PSYCHOLOGICAL CAPITAL, SELF-COMPASSION, AND LIFE SATISFACTION OF UNEMPLOYED YOUTH

Eglė Sabaitytė, Aistė Diržytė

Abstract


Background. Youth unemployment is currently one of the biggest problems in European society. It can reduce the economic prosperity and psychological well- being of unemployed youth. Positive psychological capital (PsyCap) and self-compassion are linked with a number of positive constructs. Those include satisfaction with life, positive affect and personal initiative to make needed changes in one’s life. Thus, PsyCap and self-compassion could be promising resources enhancing the psychological well-being of unemployed youth.

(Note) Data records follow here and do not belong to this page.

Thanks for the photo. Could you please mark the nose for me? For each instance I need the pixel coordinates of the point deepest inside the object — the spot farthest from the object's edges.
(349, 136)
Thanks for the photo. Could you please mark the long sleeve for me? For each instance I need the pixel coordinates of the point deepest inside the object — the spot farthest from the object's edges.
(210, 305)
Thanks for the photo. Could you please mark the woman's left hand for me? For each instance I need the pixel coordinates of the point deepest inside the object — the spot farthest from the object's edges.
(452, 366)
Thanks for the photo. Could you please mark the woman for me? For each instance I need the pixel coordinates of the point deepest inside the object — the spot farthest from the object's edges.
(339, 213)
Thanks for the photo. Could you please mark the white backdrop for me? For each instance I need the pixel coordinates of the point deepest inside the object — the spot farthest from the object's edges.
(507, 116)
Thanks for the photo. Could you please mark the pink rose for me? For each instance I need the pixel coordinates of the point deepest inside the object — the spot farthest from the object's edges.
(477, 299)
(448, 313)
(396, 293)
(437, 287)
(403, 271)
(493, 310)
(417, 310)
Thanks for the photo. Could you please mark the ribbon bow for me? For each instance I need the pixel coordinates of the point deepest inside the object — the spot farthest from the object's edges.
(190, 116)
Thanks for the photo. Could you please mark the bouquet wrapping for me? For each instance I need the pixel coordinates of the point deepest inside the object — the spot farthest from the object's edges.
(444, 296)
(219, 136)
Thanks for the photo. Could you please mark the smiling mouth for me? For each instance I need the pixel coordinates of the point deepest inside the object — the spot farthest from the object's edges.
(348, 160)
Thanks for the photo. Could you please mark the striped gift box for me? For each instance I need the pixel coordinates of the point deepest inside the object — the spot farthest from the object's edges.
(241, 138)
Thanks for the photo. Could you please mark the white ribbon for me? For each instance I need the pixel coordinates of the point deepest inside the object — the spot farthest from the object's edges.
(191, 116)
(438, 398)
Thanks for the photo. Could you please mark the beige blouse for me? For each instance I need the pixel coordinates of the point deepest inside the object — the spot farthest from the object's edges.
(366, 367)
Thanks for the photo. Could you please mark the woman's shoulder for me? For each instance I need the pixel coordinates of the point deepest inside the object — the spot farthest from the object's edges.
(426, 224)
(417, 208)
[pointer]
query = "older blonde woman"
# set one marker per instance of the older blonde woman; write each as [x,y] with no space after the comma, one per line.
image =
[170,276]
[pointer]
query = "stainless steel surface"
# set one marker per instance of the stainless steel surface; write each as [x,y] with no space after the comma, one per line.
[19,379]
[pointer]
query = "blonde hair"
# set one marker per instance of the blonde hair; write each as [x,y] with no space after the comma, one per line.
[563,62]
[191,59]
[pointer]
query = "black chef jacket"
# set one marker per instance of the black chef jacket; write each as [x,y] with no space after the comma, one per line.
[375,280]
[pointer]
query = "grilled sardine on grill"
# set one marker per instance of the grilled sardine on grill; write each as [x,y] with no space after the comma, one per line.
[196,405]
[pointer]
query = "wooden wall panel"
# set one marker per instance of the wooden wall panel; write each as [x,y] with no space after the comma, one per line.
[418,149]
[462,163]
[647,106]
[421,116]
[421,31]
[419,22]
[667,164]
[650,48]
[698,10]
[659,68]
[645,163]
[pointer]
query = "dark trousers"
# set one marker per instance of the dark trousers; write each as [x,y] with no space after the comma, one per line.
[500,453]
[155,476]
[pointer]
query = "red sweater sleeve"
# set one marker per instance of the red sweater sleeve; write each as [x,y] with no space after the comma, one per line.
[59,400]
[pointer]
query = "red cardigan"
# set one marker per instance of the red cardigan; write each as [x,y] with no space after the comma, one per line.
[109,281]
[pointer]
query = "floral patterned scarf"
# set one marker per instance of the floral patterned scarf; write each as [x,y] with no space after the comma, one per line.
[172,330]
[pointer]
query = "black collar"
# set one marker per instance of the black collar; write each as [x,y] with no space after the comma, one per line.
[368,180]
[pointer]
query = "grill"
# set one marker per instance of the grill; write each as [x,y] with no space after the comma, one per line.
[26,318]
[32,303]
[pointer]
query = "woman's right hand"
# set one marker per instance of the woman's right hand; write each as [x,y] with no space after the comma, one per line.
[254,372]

The aims of the study are: 1) to reveal relation between PsyCap and self-compassion with life satisfaction of unemployed youth; 2) to investigate the difference between PsyCap and self-compassion for higher and lower levels of life satisfaction among unemployed youth.

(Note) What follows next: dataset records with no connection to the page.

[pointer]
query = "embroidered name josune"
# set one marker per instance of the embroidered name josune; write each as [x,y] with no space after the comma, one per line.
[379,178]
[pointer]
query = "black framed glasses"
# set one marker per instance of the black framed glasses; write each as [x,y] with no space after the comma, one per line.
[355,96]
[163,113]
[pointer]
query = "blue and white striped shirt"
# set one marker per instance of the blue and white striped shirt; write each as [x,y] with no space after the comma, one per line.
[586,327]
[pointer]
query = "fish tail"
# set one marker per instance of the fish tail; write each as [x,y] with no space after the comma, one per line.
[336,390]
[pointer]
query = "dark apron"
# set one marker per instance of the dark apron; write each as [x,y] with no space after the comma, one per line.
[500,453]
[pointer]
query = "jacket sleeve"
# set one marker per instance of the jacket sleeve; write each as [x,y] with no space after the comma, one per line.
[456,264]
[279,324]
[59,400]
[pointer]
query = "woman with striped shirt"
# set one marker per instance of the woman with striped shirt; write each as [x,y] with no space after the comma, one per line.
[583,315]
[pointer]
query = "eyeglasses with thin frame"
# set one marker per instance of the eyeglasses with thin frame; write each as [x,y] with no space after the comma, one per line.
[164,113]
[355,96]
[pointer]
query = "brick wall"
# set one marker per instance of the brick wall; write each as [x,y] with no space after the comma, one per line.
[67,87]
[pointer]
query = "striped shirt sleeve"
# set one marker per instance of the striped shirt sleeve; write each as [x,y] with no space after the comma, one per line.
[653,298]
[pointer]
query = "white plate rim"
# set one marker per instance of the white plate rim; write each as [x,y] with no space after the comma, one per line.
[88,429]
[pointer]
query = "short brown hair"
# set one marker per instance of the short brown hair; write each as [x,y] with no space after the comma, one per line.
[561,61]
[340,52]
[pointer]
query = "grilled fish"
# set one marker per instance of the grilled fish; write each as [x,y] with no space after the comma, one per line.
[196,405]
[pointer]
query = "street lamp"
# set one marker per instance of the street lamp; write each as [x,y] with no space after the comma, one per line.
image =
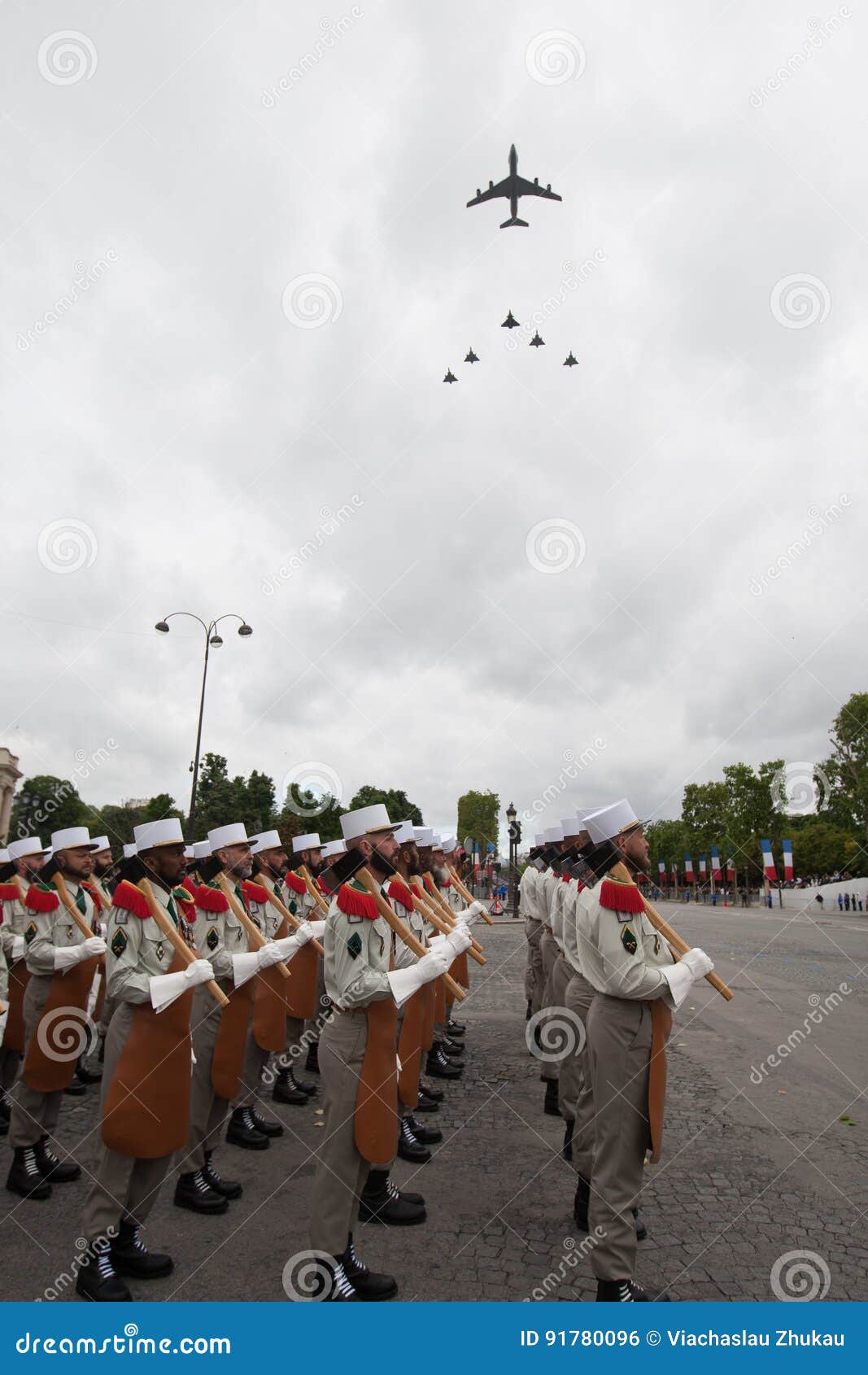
[515,836]
[212,639]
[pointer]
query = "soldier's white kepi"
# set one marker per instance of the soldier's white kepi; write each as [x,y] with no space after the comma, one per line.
[366,821]
[231,835]
[611,821]
[153,833]
[73,838]
[266,840]
[310,842]
[332,849]
[29,846]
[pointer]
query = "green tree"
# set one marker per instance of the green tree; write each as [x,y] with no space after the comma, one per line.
[479,817]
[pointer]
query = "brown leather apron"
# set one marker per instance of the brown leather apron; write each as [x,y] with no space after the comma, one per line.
[20,978]
[61,1033]
[231,1038]
[146,1110]
[376,1117]
[410,1048]
[661,1028]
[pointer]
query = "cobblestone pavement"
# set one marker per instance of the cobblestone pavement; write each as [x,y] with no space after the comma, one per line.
[757,1159]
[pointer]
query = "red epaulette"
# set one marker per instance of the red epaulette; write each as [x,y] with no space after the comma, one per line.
[211,900]
[621,897]
[356,902]
[40,898]
[399,891]
[131,900]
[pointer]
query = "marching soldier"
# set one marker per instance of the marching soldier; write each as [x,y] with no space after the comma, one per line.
[62,962]
[145,1103]
[639,984]
[369,974]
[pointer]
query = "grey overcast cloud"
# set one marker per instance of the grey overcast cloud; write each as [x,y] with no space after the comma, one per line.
[237,266]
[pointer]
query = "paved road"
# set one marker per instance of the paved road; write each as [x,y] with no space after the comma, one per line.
[757,1161]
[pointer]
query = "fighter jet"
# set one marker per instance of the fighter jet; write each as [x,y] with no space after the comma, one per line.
[512,187]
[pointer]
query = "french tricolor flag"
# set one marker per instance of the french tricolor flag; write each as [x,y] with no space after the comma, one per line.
[768,861]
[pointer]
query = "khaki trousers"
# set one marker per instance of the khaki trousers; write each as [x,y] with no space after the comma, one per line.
[340,1169]
[33,1114]
[619,1054]
[577,1092]
[123,1189]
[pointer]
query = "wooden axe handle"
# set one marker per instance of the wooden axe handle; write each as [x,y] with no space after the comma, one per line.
[440,923]
[467,896]
[253,932]
[368,880]
[294,922]
[59,882]
[177,941]
[670,936]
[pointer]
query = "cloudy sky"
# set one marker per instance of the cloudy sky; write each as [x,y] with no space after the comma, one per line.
[237,264]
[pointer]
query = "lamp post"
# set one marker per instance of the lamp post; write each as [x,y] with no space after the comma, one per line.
[515,836]
[212,639]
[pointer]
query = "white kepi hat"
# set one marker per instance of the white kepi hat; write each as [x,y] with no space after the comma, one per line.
[266,840]
[310,842]
[231,835]
[611,821]
[153,833]
[73,838]
[31,846]
[366,821]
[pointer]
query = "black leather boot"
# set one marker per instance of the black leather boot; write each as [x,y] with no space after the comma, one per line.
[129,1255]
[98,1281]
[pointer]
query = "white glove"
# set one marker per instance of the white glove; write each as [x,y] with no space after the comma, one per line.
[67,958]
[167,988]
[406,982]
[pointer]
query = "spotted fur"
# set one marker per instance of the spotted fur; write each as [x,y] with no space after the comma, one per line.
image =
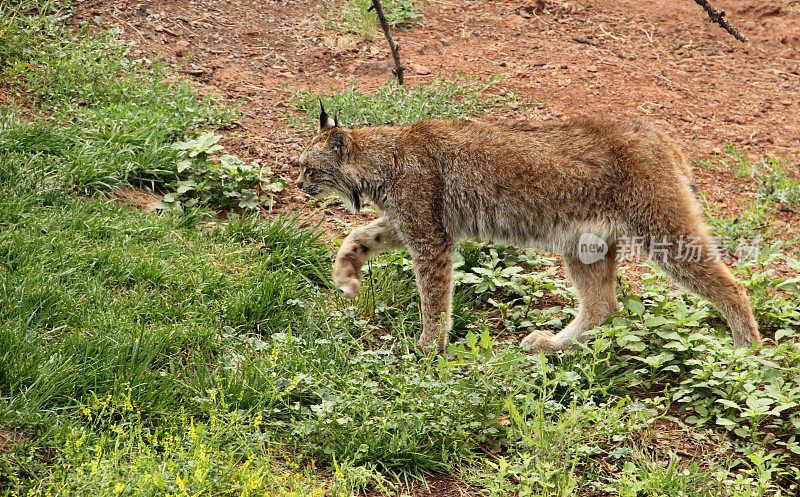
[435,182]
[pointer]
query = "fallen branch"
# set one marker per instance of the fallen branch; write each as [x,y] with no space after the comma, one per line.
[395,48]
[718,16]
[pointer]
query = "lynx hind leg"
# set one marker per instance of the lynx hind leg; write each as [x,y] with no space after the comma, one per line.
[702,271]
[596,287]
[359,245]
[433,268]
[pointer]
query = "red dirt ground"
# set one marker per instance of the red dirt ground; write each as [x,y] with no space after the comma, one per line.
[659,61]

Methods. The sample consisted of 80 unemployed Lithuanians aged 19-29 (38% male, 62% female). The Psychological capital questionnaire (Luthans et al., 2007), Satisfaction With Life scale (Diener et al., 1985), and Self-Compassion scale (Neff, 2003a) were used in the study.

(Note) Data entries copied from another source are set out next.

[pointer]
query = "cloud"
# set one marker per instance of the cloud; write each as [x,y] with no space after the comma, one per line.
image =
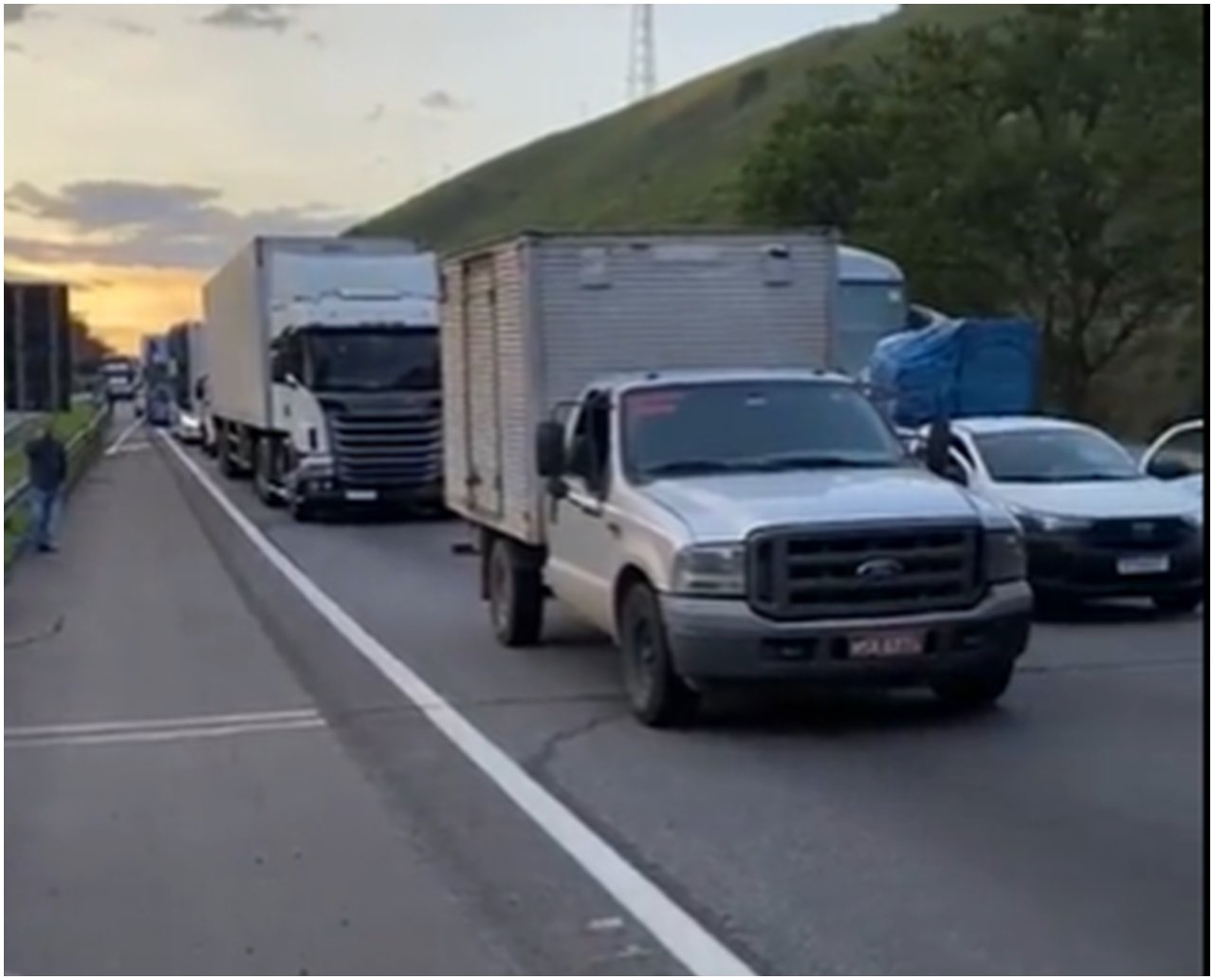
[130,27]
[151,225]
[440,100]
[276,17]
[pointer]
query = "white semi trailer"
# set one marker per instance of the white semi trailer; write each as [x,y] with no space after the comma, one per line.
[323,372]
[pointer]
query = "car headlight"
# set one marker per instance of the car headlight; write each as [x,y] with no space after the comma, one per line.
[1002,556]
[710,569]
[1049,524]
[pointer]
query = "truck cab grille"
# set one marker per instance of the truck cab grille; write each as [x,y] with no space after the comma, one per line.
[399,448]
[863,571]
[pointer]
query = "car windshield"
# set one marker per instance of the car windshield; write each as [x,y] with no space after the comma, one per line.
[373,360]
[1054,455]
[746,426]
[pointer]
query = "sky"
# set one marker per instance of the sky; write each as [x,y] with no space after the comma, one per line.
[144,143]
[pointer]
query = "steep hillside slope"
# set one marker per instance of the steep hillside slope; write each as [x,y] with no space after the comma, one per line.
[671,160]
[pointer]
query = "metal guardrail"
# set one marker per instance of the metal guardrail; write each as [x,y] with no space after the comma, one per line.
[82,450]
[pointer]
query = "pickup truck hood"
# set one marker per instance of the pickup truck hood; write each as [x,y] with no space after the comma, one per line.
[729,507]
[1100,499]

Results. Positive and significant correlations were found between PsyCap and life satisfaction. Moreover, we found positive and significant correlations between PsyCap components and all positive self-compassion components. Although life satisfaction positively correlates with total self-compassion, however, not all positive components of self-compassion correlate with the life satisfaction of unemployed youth. Furthermore, unemployed youth highly satisfied with life had higher levels of PsyCap and self-compassion compared to unemployed youth who were less satisfied with life.

Conclusions. Our findings revealed positive correlations between PsyCap and self-compassion with life satisfaction of unemployed youth. Future research is needed in order to explore the causality between variables. 


Keywords


psychological capital, self-compassion, life satisfaction, unemployed youth.